M. Burtscher est notamment revenu sur la position de la Commission en ce qui concerne la gestion des marchés et des crises, confirmant une vision très éloignée de celle que nous avons proposée dans notre note de référence stratégique, le Green Deal européen : une opportunité pour réorienter la Politique Agricole Commune. Selon lui, la balance commerciale des produits agricoles et agroalimentaires européenne serait une preuve de l’efficacité des politiques agricoles mises en œuvre. Alors que le poids des produits primaires dans celle-ci ne cesse de décroître…
Une balance commerciale agroalimentaire excédentaire, qui cache un déficit des produits agricoles bruts
Il indique ainsi que la Commission estime que les instruments de régulation des marchés ne permettent pas de stabiliser les revenus, et que les paiements directs et l’outil de stabilisation des revenus prévu dans la PAC sont des mesures plus efficaces pour y parvenir. Est-il utile de rappeler que l’un des objectifs fondateurs de la PAC était de permettre aux agriculteurs d’accéder à un revenu décent et stable et que l’outil qui avait parfaitement fonctionné à l’époque pour atteindre cet objectif était le système des prix garantis ? Est-il utile de préciser de l’instrument de stabilisation des revenus (ISR) est si efficace qu’aucun Etat Membre ne l’a mis en place ?

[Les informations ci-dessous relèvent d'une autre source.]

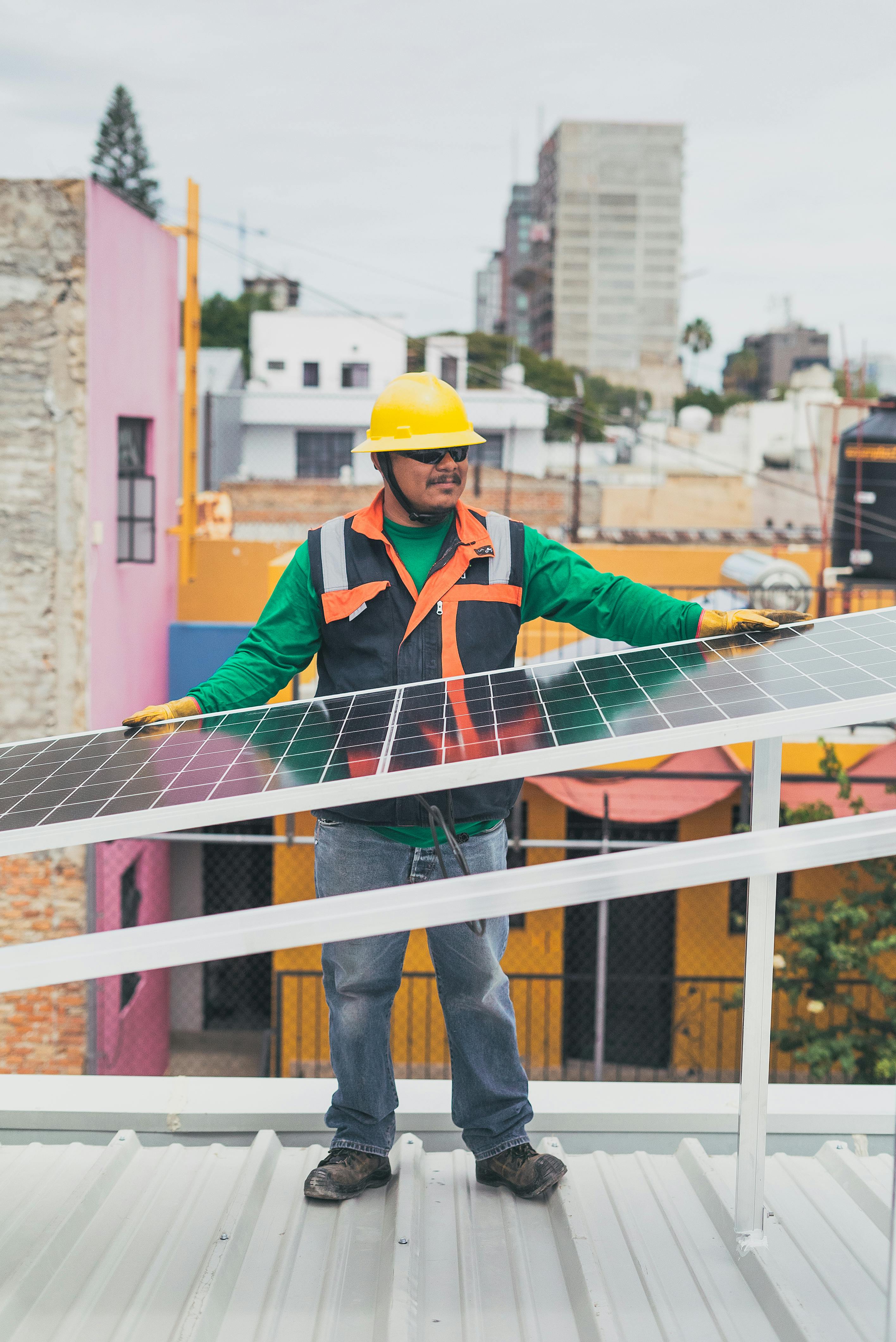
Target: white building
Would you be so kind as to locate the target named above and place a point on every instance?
(314, 384)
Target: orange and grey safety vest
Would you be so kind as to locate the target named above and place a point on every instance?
(380, 631)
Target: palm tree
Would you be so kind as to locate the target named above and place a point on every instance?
(697, 337)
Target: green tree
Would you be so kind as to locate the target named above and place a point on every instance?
(489, 355)
(864, 391)
(698, 336)
(121, 158)
(715, 402)
(837, 963)
(226, 323)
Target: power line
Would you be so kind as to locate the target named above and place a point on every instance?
(887, 533)
(320, 252)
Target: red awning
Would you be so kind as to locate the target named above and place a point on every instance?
(650, 800)
(878, 763)
(654, 800)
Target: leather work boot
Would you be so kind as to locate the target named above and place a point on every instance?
(521, 1170)
(345, 1173)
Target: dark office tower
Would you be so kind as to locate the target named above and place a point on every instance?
(517, 254)
(768, 361)
(607, 253)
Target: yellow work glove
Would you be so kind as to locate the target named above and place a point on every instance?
(164, 713)
(745, 622)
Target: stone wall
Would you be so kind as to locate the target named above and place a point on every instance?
(43, 583)
(42, 896)
(43, 460)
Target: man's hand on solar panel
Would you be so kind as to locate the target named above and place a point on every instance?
(164, 716)
(746, 622)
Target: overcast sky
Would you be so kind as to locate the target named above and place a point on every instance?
(376, 140)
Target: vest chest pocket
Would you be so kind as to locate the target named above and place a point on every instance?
(351, 602)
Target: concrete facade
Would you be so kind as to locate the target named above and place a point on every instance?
(89, 332)
(607, 277)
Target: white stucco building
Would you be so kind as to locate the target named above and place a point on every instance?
(316, 379)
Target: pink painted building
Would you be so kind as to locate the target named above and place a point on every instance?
(89, 453)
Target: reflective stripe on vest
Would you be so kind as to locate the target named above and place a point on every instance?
(336, 576)
(500, 533)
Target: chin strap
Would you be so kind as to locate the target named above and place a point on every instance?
(423, 518)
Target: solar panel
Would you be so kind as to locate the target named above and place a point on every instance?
(440, 735)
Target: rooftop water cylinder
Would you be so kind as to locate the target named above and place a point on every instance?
(775, 584)
(864, 524)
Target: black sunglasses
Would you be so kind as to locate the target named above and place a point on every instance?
(435, 454)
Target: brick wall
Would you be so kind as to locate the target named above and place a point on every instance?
(42, 896)
(43, 588)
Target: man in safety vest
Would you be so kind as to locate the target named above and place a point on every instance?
(418, 587)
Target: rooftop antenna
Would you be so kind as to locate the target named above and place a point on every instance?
(848, 382)
(242, 250)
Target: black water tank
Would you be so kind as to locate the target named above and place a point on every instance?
(864, 525)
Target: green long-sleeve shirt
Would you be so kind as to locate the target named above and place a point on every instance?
(558, 584)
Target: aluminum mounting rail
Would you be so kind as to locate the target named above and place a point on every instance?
(440, 902)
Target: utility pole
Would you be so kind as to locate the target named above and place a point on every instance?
(509, 469)
(577, 466)
(186, 530)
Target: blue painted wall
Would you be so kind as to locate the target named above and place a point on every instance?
(196, 649)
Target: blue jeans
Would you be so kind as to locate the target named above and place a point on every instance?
(490, 1092)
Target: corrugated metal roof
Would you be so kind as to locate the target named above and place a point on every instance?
(132, 1243)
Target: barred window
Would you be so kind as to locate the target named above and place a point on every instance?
(131, 898)
(136, 496)
(356, 375)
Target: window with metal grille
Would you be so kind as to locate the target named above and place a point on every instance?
(129, 900)
(136, 494)
(640, 961)
(322, 455)
(450, 370)
(356, 375)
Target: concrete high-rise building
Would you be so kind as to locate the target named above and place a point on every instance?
(490, 294)
(604, 267)
(517, 255)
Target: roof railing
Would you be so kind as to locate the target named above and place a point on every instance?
(758, 856)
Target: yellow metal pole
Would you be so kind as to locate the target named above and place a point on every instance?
(192, 319)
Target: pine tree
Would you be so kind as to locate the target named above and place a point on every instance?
(121, 158)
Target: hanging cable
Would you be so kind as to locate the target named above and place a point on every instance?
(436, 818)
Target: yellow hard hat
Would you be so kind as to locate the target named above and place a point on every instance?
(415, 412)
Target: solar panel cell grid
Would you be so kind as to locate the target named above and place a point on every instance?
(471, 718)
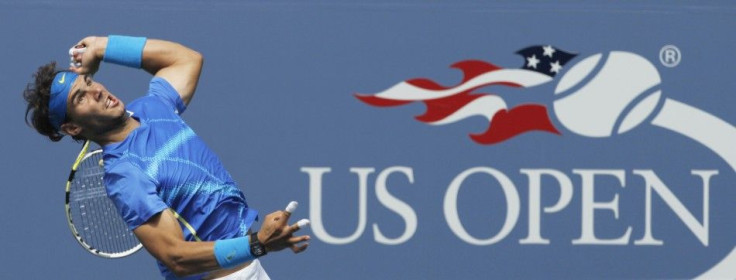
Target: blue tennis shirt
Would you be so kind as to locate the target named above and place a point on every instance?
(164, 164)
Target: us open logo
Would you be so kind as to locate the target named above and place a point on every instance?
(598, 96)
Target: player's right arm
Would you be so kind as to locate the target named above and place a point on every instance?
(177, 64)
(163, 238)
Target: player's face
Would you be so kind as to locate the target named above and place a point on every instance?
(94, 108)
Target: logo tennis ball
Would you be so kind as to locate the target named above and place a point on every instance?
(597, 100)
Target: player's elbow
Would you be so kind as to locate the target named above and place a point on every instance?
(178, 263)
(196, 58)
(178, 266)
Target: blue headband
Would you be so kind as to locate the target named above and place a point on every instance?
(59, 93)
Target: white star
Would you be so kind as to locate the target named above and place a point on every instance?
(548, 51)
(532, 62)
(555, 67)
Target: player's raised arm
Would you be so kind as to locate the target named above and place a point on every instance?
(177, 64)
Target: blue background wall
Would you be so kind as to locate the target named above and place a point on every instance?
(276, 95)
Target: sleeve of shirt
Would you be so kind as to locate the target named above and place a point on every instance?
(161, 88)
(134, 194)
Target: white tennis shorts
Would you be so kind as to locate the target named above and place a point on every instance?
(254, 271)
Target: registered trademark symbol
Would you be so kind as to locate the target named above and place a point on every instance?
(670, 56)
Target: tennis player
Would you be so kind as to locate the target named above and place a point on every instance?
(155, 165)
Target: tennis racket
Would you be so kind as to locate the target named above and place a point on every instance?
(92, 217)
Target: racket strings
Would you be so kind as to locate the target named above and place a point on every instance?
(100, 225)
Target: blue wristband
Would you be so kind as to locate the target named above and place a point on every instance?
(232, 252)
(124, 50)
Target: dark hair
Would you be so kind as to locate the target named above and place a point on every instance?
(37, 95)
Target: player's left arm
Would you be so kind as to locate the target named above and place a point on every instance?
(177, 64)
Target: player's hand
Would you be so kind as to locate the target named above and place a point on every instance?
(85, 56)
(276, 234)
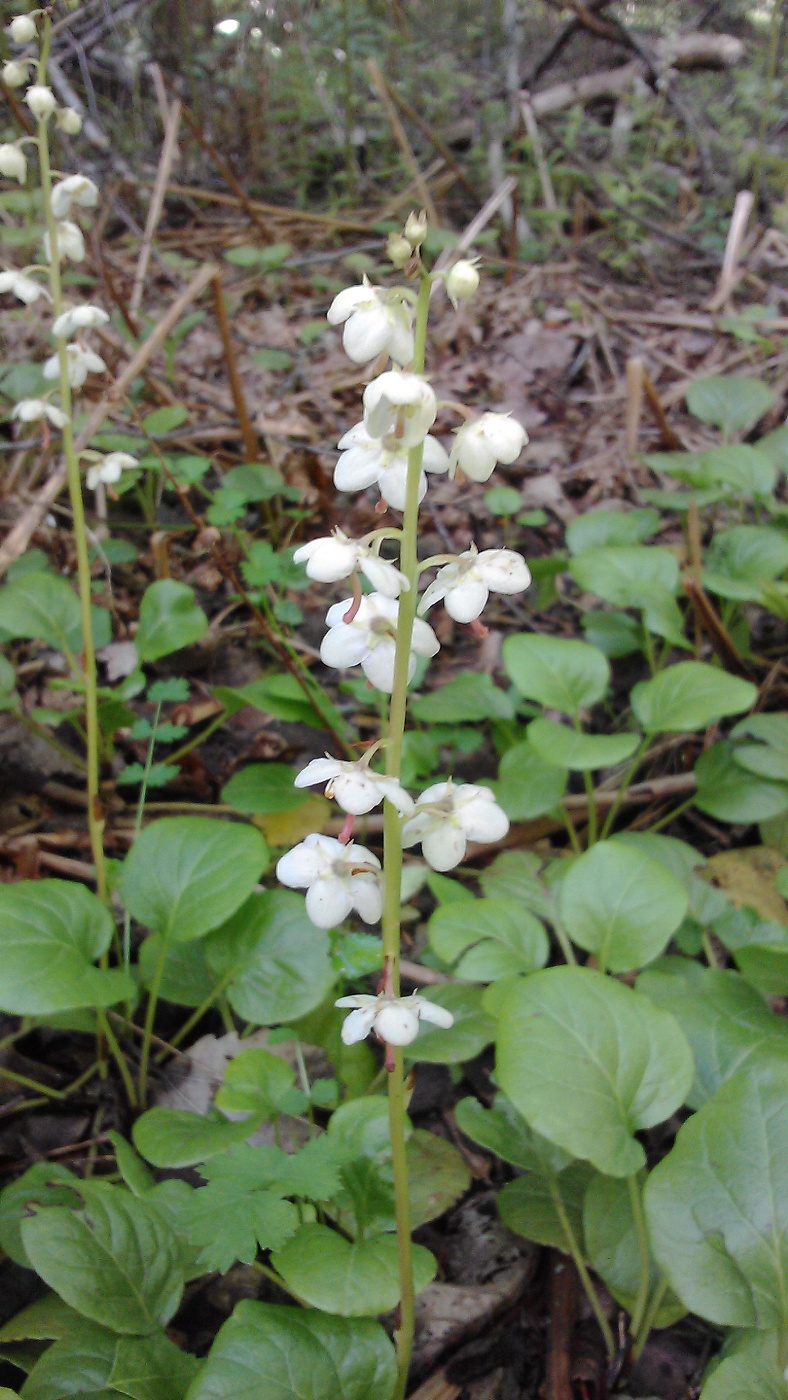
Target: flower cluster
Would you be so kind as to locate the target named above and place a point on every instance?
(69, 196)
(381, 630)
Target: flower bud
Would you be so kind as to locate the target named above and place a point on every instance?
(416, 228)
(41, 101)
(399, 249)
(462, 280)
(21, 28)
(67, 119)
(13, 163)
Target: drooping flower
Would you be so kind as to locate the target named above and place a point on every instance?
(354, 786)
(368, 639)
(70, 242)
(466, 583)
(25, 289)
(74, 189)
(382, 462)
(400, 403)
(79, 318)
(449, 815)
(338, 878)
(480, 445)
(31, 410)
(41, 101)
(80, 363)
(13, 163)
(374, 321)
(336, 556)
(395, 1019)
(109, 469)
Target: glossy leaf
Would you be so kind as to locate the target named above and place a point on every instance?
(589, 1063)
(186, 874)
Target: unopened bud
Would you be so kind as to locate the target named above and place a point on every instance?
(416, 228)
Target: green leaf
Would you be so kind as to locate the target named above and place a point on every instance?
(273, 958)
(505, 1133)
(186, 874)
(116, 1260)
(51, 934)
(717, 1204)
(301, 1354)
(178, 1137)
(728, 793)
(729, 402)
(170, 619)
(561, 675)
(573, 749)
(489, 938)
(620, 905)
(469, 697)
(526, 784)
(354, 1280)
(589, 1063)
(538, 1207)
(610, 1241)
(689, 696)
(255, 1081)
(44, 608)
(727, 1024)
(472, 1029)
(263, 787)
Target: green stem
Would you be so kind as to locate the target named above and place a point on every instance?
(582, 1271)
(95, 814)
(641, 1299)
(392, 870)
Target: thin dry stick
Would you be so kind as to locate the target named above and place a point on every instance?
(17, 539)
(235, 385)
(400, 137)
(156, 205)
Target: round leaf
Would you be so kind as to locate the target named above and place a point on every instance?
(353, 1278)
(589, 1063)
(51, 934)
(186, 874)
(571, 749)
(561, 675)
(717, 1206)
(622, 905)
(689, 696)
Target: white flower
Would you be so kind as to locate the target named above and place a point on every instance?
(23, 287)
(74, 189)
(16, 72)
(70, 242)
(336, 878)
(80, 364)
(335, 556)
(468, 581)
(400, 403)
(21, 28)
(395, 1019)
(354, 786)
(79, 318)
(368, 640)
(462, 280)
(41, 101)
(382, 462)
(494, 437)
(109, 469)
(13, 163)
(447, 816)
(67, 119)
(374, 321)
(30, 410)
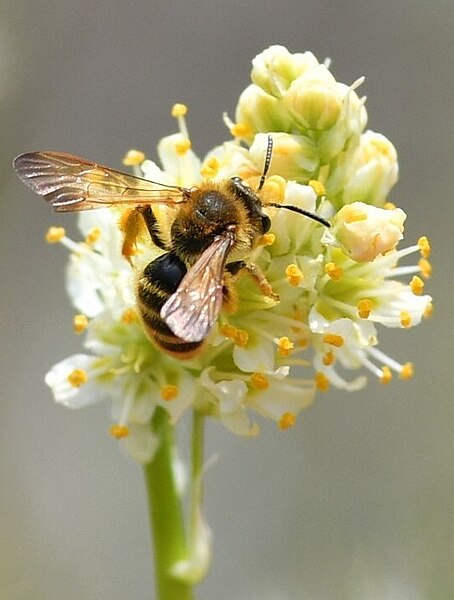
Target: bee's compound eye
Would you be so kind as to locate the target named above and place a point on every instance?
(266, 223)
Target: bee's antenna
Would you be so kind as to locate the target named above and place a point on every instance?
(266, 166)
(300, 211)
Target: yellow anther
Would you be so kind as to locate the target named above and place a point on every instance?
(365, 307)
(169, 392)
(80, 323)
(129, 316)
(407, 371)
(267, 239)
(328, 358)
(78, 377)
(334, 339)
(241, 338)
(321, 382)
(405, 319)
(119, 431)
(425, 267)
(179, 110)
(210, 168)
(318, 187)
(241, 130)
(55, 234)
(133, 158)
(260, 381)
(294, 275)
(93, 235)
(429, 310)
(417, 285)
(287, 421)
(333, 271)
(182, 147)
(386, 375)
(424, 246)
(284, 346)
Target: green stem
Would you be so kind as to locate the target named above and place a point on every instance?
(166, 513)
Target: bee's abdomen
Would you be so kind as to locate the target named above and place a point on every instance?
(159, 281)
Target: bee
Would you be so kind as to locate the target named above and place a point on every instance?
(216, 226)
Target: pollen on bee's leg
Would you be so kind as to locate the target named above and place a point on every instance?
(119, 431)
(210, 168)
(169, 392)
(287, 421)
(386, 375)
(55, 235)
(80, 323)
(78, 377)
(129, 316)
(133, 158)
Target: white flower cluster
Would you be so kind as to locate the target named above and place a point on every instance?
(335, 286)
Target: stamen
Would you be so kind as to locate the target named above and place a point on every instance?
(241, 130)
(211, 168)
(287, 421)
(328, 358)
(407, 371)
(169, 392)
(55, 235)
(318, 187)
(78, 377)
(424, 246)
(119, 431)
(179, 110)
(365, 307)
(417, 285)
(93, 236)
(182, 147)
(284, 346)
(321, 382)
(333, 271)
(425, 267)
(260, 381)
(334, 339)
(294, 275)
(386, 375)
(80, 323)
(129, 316)
(133, 158)
(405, 319)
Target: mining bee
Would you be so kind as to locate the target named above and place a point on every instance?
(216, 226)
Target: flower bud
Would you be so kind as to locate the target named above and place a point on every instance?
(294, 156)
(364, 231)
(275, 68)
(261, 112)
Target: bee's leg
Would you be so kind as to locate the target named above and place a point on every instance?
(257, 275)
(152, 226)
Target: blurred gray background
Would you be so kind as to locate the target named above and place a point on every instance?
(357, 501)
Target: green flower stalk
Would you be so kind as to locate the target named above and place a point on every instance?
(265, 356)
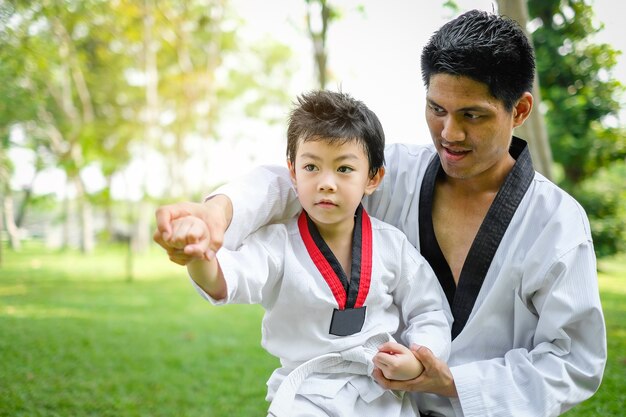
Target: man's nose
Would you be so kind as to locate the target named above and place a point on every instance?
(452, 130)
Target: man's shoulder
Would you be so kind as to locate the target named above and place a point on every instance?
(549, 203)
(388, 231)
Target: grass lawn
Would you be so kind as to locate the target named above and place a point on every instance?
(77, 338)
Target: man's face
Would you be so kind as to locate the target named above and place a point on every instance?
(470, 128)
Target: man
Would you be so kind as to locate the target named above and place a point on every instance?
(512, 251)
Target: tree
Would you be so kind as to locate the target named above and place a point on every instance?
(100, 84)
(319, 15)
(577, 88)
(581, 97)
(534, 129)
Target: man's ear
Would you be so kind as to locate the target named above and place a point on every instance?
(522, 109)
(374, 181)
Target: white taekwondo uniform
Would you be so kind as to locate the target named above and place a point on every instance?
(529, 337)
(275, 268)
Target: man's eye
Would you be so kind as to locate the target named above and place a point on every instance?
(437, 109)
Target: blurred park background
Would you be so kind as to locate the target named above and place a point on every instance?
(109, 109)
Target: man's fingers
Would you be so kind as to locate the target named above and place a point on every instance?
(423, 354)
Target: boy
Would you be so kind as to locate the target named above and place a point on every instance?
(512, 251)
(331, 299)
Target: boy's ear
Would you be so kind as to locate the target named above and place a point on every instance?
(292, 172)
(374, 181)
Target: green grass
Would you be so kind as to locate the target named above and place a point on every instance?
(77, 338)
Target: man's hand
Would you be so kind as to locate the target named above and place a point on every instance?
(436, 377)
(216, 213)
(397, 362)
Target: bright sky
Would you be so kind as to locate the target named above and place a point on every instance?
(373, 55)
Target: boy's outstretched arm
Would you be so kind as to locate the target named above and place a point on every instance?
(397, 362)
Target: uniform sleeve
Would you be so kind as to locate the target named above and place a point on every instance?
(254, 269)
(566, 363)
(423, 306)
(265, 195)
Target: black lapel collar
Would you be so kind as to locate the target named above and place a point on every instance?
(487, 240)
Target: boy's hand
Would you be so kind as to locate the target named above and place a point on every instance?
(436, 377)
(215, 213)
(397, 362)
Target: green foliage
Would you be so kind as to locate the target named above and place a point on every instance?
(580, 96)
(604, 195)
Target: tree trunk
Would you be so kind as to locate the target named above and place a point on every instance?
(318, 29)
(87, 241)
(9, 221)
(534, 129)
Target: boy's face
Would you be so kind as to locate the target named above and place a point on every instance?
(470, 128)
(331, 180)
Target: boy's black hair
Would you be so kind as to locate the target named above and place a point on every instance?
(336, 117)
(488, 48)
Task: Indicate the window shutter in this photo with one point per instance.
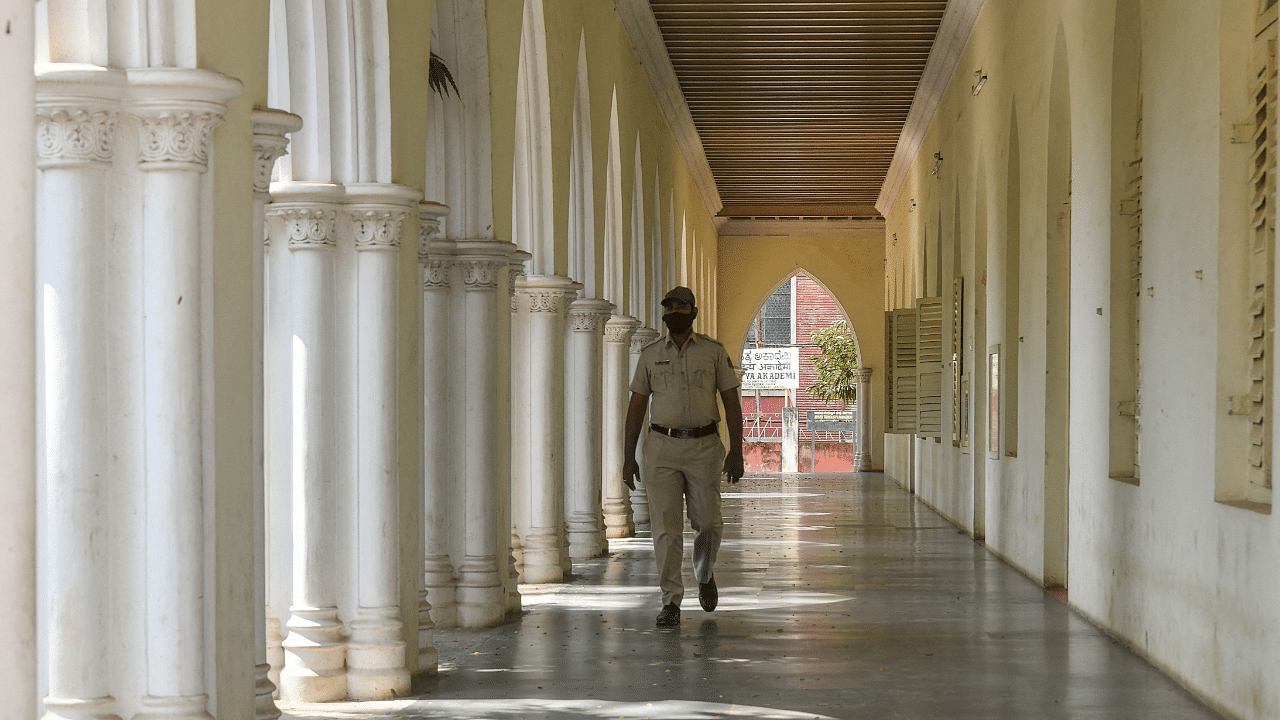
(1264, 237)
(900, 342)
(928, 367)
(956, 356)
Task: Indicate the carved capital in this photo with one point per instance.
(307, 228)
(73, 136)
(378, 228)
(176, 139)
(266, 150)
(543, 300)
(481, 274)
(435, 273)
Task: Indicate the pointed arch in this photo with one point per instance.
(636, 306)
(337, 60)
(531, 220)
(613, 251)
(581, 185)
(458, 172)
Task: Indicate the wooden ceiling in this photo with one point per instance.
(799, 104)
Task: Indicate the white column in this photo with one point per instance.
(543, 518)
(863, 408)
(315, 655)
(616, 500)
(439, 481)
(639, 496)
(583, 408)
(178, 110)
(507, 536)
(270, 141)
(434, 278)
(376, 665)
(18, 365)
(77, 119)
(483, 265)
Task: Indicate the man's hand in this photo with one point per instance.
(630, 473)
(734, 466)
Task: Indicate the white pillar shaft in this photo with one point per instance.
(18, 365)
(378, 409)
(479, 593)
(863, 406)
(544, 392)
(583, 409)
(174, 511)
(616, 501)
(314, 651)
(376, 659)
(269, 142)
(438, 482)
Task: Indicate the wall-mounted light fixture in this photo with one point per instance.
(982, 81)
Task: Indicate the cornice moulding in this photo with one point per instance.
(954, 33)
(650, 49)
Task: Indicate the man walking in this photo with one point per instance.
(677, 379)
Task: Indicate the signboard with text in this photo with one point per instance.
(771, 368)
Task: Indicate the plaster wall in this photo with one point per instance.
(748, 269)
(1185, 580)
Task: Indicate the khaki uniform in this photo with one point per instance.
(682, 386)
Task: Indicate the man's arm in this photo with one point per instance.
(734, 423)
(635, 422)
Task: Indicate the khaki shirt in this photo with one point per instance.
(684, 382)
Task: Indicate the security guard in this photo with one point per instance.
(684, 458)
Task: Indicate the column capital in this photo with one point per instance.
(618, 328)
(178, 109)
(270, 141)
(77, 110)
(429, 215)
(309, 212)
(545, 294)
(641, 337)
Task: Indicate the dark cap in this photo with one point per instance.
(680, 292)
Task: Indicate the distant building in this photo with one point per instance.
(790, 317)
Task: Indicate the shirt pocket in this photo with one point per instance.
(662, 379)
(704, 377)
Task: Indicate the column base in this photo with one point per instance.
(426, 656)
(264, 693)
(80, 709)
(174, 707)
(274, 652)
(315, 657)
(375, 656)
(439, 586)
(586, 543)
(543, 561)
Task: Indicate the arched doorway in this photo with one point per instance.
(778, 354)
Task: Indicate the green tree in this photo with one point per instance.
(835, 364)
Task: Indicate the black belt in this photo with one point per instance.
(685, 433)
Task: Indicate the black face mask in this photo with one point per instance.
(679, 323)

La réponse du directeur général de la DG Agri de la Commission nous a paru évasive sur des enjeux pourtant cruciaux. Lorsqu’il est interrogé sur la stratégie commerciale de l’UE, vis-à-vis de l’agriculture, M. Burtscher renvoie aux chiffres de l’agroalimentaire européen, qui affichent une balance commerciale positive, argumentant que « cette balance commerciale positive reflète que les réformes en faveur d’une ouverture vers le marché mondial ont considérablement augmenté la qualité et la compétitivité du secteur ».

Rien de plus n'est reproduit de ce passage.